Driving safely requires fast analysis and swift reflexes. Over the last few decades, automotive vehicles have become more sophisticated, embedding autonomous safety measures designed to aid drivers. Features such as automatic emergency braking and lane assist help drivers be more cautious on the road. In a similar fashion, researchers at Saarland University, led by Professor Matthias Nienhaus, have developed intelligent wheels for various types of vehicles that anticipate a user’s intent, helping with pushing, stability during cornering, and maneuverability under load.
Professor Nienhaus and the team at Saarland University developed smart wheels, which use electric motors inside the wheels as both power sources and sensors, eliminating the need for additional sensor equipment.
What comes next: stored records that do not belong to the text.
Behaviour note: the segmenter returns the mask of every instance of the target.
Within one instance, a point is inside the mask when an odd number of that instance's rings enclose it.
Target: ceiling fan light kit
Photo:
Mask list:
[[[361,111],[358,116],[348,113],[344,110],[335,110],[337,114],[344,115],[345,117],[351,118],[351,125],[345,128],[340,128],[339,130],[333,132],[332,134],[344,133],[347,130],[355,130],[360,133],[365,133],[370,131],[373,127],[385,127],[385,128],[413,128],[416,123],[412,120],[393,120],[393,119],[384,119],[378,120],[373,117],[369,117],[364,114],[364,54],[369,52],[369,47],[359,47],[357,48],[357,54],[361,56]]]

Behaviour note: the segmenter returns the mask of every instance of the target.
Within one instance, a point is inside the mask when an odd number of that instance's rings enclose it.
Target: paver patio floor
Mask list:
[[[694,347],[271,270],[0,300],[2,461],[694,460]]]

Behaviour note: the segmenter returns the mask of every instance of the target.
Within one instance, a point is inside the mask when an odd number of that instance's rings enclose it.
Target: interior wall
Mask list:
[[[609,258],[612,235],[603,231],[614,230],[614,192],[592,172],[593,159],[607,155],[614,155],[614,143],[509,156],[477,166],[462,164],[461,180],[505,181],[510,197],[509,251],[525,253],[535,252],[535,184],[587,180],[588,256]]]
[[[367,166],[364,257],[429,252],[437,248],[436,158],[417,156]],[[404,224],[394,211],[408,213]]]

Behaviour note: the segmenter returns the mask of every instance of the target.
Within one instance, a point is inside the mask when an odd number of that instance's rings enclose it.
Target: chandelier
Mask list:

Early versions required a sensor handle, but the latest iterations, being showcased at this year's Hannover Messe Fair, work intuitively with just a light touch, sensing slight changes in force to accelerate, brake, or steer as needed.
The technology interprets micro-variations in how a user pushes or pulls, allowing systems beyond automotive vehicles, such as hand trolleys, strollers, hospital beds, and wheelchairs, to move more smoothly and effortlessly. With the electric motors handling much of the acceleration and deceleration, moving heavy or awkward loads becomes significantly easier. In previous models, a sensor handle served as the primary user interface and control hub, but recent breakthroughs have enabled handle-free operation for vehicles up to 100 kilograms, making the setup more user-friendly and cost-effective. For heavier loads, the smart wheels can still be paired with the sensor handle for optimal control.
The wheels’ motors generate measurement data that acts like sensory input. This reveals details about the wheel’s condition and the forces acting on it. By analyzing this data, the system can discern the user’s intended direction and adjust its assistance accordingly. The research team has developed algorithms and even filed patents to maximize the usefulness of this motor data while minimizing interference. Their work shows how motor signals can indicate force, position, and load distribution. This enables responsive and adaptive support.
Mathematical models and artificial intelligence are used to process motor data and command the appropriate level of assistance almost instantly. The microcontroller embedded in the system interprets the signals, delivering exact control over the wheels’ movement. All data transfer is handled via standard wiring, simplifying integration into existing vehicle designs. The team intends to partner with industry to bring this technology to commercial applications, enabling many types of wheeled vehicles to become more intuitive and supportive.